The Dawn Raids of the 1970s carry a shameful legacy to this day – and those who haven’t forgotten want an apology
Nearly 50 years after the police started a crackdown on Pasifika people in Auckland, people are opening up about their experiences of the Dawn Raids for the first time.
“I don’t think there is any Pacific family who was not touched by the Dawn Raids or the random checking in one way or another,” says Reverend Alec Toleafoa.
But the shame of it has kept many silent.
“There are Pacific people who find it difficult to stand tall … because of that, to live a full life carrying this burden.”
Today Toleafoa tells The Detail about his own experiences as a teenager living in Ponsonby in the ’70s, being randomly checked by the police as he walked down the street, detained without reason and abused. The raids and random checks, he says, were “state-sanctioned racism, state-sanctioned terror”.
He also talks of the role of the Polynesian Panthers Party helping Pacific communities survive, and the legacy of the Dawn Raids today. Toleafoa is part of a collective that is negotiating an apology by the government.
He has also been part of the Polynesian Panthers group touring Aotearoa with a Dawn Raids exhibition.
“Even today it is extremely difficult for people to come forward and tell their story,” says Toleafoa. “One of the enduring effects of the Dawn Raids is the sense of shame, the sense of shame that they were labelled as overstayers and illegal.
“Stories are surfacing as recently as a fortnight ago where, at the age of 20, a young Pacific person experienced the Dawn Raids, and since that time they’ve never been able to tell anybody about their experience and they’ve lived with that in silence.”
After World War II, Pasifika workers were encouraged by the government and businesses to migrate to New Zealand. They were attracted by job opportunities, money and education for their children.

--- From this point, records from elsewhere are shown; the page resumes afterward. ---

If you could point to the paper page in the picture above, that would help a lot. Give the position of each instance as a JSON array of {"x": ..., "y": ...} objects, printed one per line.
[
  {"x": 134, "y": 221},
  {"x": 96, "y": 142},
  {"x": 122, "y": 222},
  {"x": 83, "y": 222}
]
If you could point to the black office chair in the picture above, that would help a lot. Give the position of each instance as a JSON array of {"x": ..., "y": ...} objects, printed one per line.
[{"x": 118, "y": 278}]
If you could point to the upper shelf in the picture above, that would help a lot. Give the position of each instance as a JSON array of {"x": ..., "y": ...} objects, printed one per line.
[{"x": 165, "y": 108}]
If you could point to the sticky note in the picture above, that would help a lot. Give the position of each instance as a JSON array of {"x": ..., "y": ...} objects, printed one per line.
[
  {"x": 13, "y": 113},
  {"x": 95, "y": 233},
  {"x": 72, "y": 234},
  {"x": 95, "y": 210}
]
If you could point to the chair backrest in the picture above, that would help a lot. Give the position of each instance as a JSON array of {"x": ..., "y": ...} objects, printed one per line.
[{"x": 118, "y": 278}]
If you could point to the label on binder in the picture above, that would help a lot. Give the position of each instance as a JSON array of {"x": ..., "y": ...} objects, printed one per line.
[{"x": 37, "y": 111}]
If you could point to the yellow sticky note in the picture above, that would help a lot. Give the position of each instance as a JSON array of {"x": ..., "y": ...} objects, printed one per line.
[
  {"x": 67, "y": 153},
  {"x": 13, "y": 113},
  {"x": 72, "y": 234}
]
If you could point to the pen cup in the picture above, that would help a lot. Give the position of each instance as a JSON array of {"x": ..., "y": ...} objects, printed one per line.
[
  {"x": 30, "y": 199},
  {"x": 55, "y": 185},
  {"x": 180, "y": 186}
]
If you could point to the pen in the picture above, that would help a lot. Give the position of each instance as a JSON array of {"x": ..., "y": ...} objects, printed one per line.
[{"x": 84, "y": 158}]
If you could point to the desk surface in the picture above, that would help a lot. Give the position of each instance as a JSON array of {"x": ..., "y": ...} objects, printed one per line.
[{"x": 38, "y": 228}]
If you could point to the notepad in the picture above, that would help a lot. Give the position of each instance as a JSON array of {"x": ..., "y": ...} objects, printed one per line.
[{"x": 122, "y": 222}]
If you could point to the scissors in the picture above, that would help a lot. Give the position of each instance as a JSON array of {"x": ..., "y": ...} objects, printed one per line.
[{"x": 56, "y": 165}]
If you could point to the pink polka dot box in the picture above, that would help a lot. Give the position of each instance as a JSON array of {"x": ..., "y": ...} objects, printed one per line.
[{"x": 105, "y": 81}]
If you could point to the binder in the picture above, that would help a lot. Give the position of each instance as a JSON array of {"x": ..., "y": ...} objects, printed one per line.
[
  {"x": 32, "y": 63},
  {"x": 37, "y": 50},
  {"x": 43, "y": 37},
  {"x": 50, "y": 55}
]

But by the early ’70s New Zealand faced two economic shocks – soaring oil prices and Britain joining the European Economic Community.

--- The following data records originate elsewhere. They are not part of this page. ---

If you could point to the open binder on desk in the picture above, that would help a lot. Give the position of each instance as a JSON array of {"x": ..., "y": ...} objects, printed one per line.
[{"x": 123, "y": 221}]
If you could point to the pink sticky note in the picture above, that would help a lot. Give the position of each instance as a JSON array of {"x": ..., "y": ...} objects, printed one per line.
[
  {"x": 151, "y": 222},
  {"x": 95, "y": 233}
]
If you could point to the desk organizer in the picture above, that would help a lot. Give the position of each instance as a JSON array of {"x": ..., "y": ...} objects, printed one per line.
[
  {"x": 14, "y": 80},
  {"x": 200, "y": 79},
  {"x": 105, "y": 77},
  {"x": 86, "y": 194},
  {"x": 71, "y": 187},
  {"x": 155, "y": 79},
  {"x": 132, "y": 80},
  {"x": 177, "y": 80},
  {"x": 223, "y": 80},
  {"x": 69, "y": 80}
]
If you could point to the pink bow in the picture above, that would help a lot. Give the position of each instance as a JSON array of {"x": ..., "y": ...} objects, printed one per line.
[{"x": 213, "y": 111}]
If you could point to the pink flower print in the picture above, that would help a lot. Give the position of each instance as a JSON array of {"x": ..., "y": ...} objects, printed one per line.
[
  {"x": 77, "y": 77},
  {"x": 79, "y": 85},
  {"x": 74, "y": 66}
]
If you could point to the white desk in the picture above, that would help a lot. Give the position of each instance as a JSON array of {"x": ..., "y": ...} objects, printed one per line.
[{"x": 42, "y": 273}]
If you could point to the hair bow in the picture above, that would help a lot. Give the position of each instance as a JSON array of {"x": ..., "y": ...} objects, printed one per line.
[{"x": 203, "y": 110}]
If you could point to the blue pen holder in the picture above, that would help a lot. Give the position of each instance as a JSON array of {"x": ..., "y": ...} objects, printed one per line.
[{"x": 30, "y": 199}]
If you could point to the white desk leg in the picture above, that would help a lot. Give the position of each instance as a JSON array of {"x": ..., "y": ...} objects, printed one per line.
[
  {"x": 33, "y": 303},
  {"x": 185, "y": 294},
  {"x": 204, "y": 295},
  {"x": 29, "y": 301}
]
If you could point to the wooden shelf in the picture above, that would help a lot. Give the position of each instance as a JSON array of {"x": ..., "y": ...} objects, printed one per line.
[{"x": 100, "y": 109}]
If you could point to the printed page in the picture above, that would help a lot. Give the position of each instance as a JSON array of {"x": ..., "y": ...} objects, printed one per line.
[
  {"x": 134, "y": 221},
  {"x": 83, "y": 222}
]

As unemployment grew, so-called overstayers became scapegoats. The Labour Government set up police task forces and in March 1974 the Dawn Raids began in Auckland.
After just a few weeks they were scrapped but the next National government picked up the policy with more draconian measures.
“It was a horrible, horrible time,” says Joris de Bres, a former Race Relations Conciliator who is part of the push for an apology. For a short time in the ’70s de Bres was a reporter but he also was active in the Citizens’ Association for Racial Equality (CARE) and other campaign groups.
“You had immigration policy and you had discrimination in terms of applying the law. You had government and businesses’ complicity in encouraging people to come to New Zealand and turning a blind eye when their permits expired. Then you had a turnaround when jobs became more tight, when there was an economic downturn.”
Both Toleafoa and de Bres took the stories of the Dawn Raids and random checks to, in particular, The Auckland Star and The Dominion. Their efforts included the publication of names of people who had been randomly stopped.
“This was in the face of denials by the government, denials by the police that there were random checks on Pacific and Māori people happening,” says Toleafoa.
Telling the stories to the media was important “in terms of the ultimately moving public opinion and putting pressure on the government”, says de Bres.
Along with an apology there are calls for better pathways to residency for Pasifika people, the teaching of Dawn Raids as part of the school curriculum, and steps to speed up the process of lifting people out of poverty.